BOUQUET DE DANSES
Venez avec nous fêter la nouvelle année dans le cadre somptueux de l'Eglise Saint-Genès de de Thiers.
La ville de Thiers en partenariat avec les Concerts de Vollore vous convie à une fin de soirée festive et musicale de haut vol.
BOUQUET DE DANSES:
David Haroutunian (violon), Armance Quéro (Violoncelle) et Pierre Cussac (Accordéon)
Né en 1978, David Haroutunian est d’abord formé par son père, violoniste professionnel, disciple de Léonid Kogan. Il a étudié ensuite à l’école de musique spécialisée Tchaïkovski, dont il sort en 1995 avec les distinctions honorifiques.
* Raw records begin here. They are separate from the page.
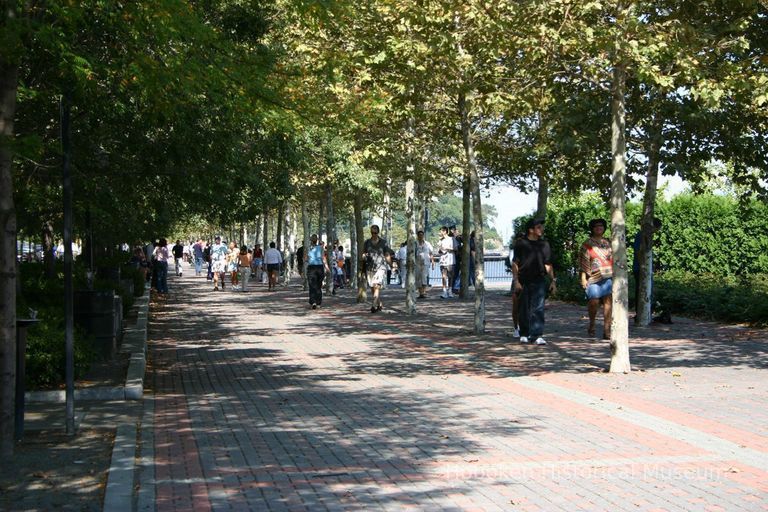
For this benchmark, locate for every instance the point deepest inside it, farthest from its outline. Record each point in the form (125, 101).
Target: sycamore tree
(626, 45)
(169, 97)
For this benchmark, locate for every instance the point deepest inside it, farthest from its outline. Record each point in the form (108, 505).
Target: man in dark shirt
(178, 255)
(530, 267)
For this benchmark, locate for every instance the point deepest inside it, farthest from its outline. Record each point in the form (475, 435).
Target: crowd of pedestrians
(530, 263)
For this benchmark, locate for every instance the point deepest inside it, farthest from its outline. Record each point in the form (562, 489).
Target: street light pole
(69, 344)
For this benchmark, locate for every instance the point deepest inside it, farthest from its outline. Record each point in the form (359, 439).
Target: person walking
(530, 268)
(272, 259)
(596, 273)
(162, 256)
(317, 266)
(219, 253)
(424, 263)
(178, 255)
(232, 257)
(244, 267)
(377, 256)
(197, 251)
(258, 262)
(447, 251)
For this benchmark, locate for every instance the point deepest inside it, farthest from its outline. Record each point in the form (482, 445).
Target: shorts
(600, 289)
(378, 277)
(219, 266)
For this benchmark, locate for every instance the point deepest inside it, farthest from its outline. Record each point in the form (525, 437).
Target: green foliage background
(711, 255)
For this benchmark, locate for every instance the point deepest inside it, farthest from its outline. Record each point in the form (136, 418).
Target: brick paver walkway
(262, 404)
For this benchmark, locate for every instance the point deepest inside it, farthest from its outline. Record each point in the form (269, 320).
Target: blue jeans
(161, 267)
(531, 308)
(315, 276)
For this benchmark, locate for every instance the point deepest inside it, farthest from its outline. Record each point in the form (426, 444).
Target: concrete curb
(119, 491)
(135, 344)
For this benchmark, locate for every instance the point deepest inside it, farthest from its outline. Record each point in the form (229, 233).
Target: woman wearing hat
(596, 263)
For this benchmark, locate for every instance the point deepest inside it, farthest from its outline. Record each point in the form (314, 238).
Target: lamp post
(69, 343)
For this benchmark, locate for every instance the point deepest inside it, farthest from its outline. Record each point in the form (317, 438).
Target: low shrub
(736, 299)
(46, 351)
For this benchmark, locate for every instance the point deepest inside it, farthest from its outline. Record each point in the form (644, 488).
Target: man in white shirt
(402, 263)
(446, 249)
(424, 263)
(219, 253)
(273, 259)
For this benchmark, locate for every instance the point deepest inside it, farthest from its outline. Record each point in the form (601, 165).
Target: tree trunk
(619, 324)
(410, 265)
(645, 251)
(353, 254)
(386, 215)
(289, 247)
(320, 217)
(8, 87)
(331, 230)
(466, 226)
(542, 198)
(362, 293)
(257, 232)
(306, 242)
(280, 224)
(266, 230)
(49, 261)
(477, 216)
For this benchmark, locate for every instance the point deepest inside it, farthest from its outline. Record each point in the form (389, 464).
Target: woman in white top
(161, 255)
(273, 259)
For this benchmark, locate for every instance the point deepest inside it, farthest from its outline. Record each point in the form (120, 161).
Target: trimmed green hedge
(45, 361)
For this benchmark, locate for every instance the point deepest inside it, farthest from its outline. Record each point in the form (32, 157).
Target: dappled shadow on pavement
(259, 399)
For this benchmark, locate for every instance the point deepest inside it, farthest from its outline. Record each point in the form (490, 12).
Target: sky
(510, 203)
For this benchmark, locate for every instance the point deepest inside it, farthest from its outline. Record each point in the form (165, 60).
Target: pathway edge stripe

Armance Quéro a sorti à l’automne 2017 son premier disque en solo avec le pianiste Joseph Birnbaum intitulé «Jeux à la française» chez Etcetera records. Elle a bénéficié pour cela de l’aide boursière de la Fondation Safran 2015 et de la Fondation de France 2014.
Pierre Cussac, après une formation au CNSMD de Paris et à l’Université Paris IV Sorbonne, développe un langage aux influences multiples – musiques classiques, traditionnelles, jazz – où l’improvisation tient une place essentielle.
Programme :
1ère partie, autour des classiques : de la « danse des sauvages » de Rameau à Bach en passant par Couperin.
2ème partie, d’Est en Ouest : fantaisie roumaine, airs slaves, tango.
3ème partie, en France : de Stéphane Grappelli au bal musette
GRATUIT
Lieu du concert
THIERS, Eglise Saint-Genès
Collégiale Saint-Genès
La collégiale romane Saint-Genès est bâtie sur l’éperon rocheux qu’occupe le quartier médiéval.
Elle est au cœur du premier noyau féodal. Du castrum construit sur la ville haute à partir du XIème siècle, il ne reste des fortifications que quelques tours.
Des origines au début de l’an mille Saint-Genès fut martyrisé au IIIème siècle sur un rocher surplombant le Creux de l’Enfer.
D’après Grégoire de Tours et grâce à un miracle, on ne retrouva trace de la sépulture du martyr qu’au VIème siècle. Devant la renommée de la découverte, Saint-Avit, évêque de Clermont, décide la construction d’une église en 575.
Elle sera détruite par la suite.
En 1016, Guy II, vicomte de Thiers, restaura l’église actuelle et la dota d’un chapitre de chanoines à qui il donne de nombreux biens. Les chanoines lèveront l’impôt jusqu’à la Révolution. Il ne reste de la « clôtra » que quelques baies ajourées jouxtant le bras sud du transept. L’éclat de la collégiale sera augmenté par l’apport de reliques de Saint-Genès d’Arles.
Depuis l’extérieur il est difficile de présager du style roman de l’église. Des chapelles gothiques, édifiées par de riches notables ou des confréries, ont été adjointes aux bas-côtés aux XVIème XVIIème siècles. Elles témoignent de l’expansion économique de la ville. Le clocher quant à lui se trouvait sur la croisée du transept est fut abattu semble t-il par les huguenots en 1568.
La Révolution n’endommagea pas l’édifice. La façade occidentale, entièrement remaniée au XIXème siècle, remplace un porche sous voûte.
L’église orientée, construite principalement en arkose, possède un plan basilical. La coupole octogonale sur trompes de 102 m² est la plus grande d’Auvergne. L’arc diaphragme en plein
cintre sépare le cœur d’une nef de trois travées percée de baies. Large de 9,30 mètres, le voûtement en berceau du vaisseau central aurait été hasardeux. Ce n’est qu’au XIIIème siècle qu’une voûte gothique remplace le toit en bois. L’abside du chœur, voutée en cul de four, porte la peinture murale du Christ Pantocrator.
La majorité des chapiteaux romans sont une déclinaison stylistique de feuillages et de palmettes.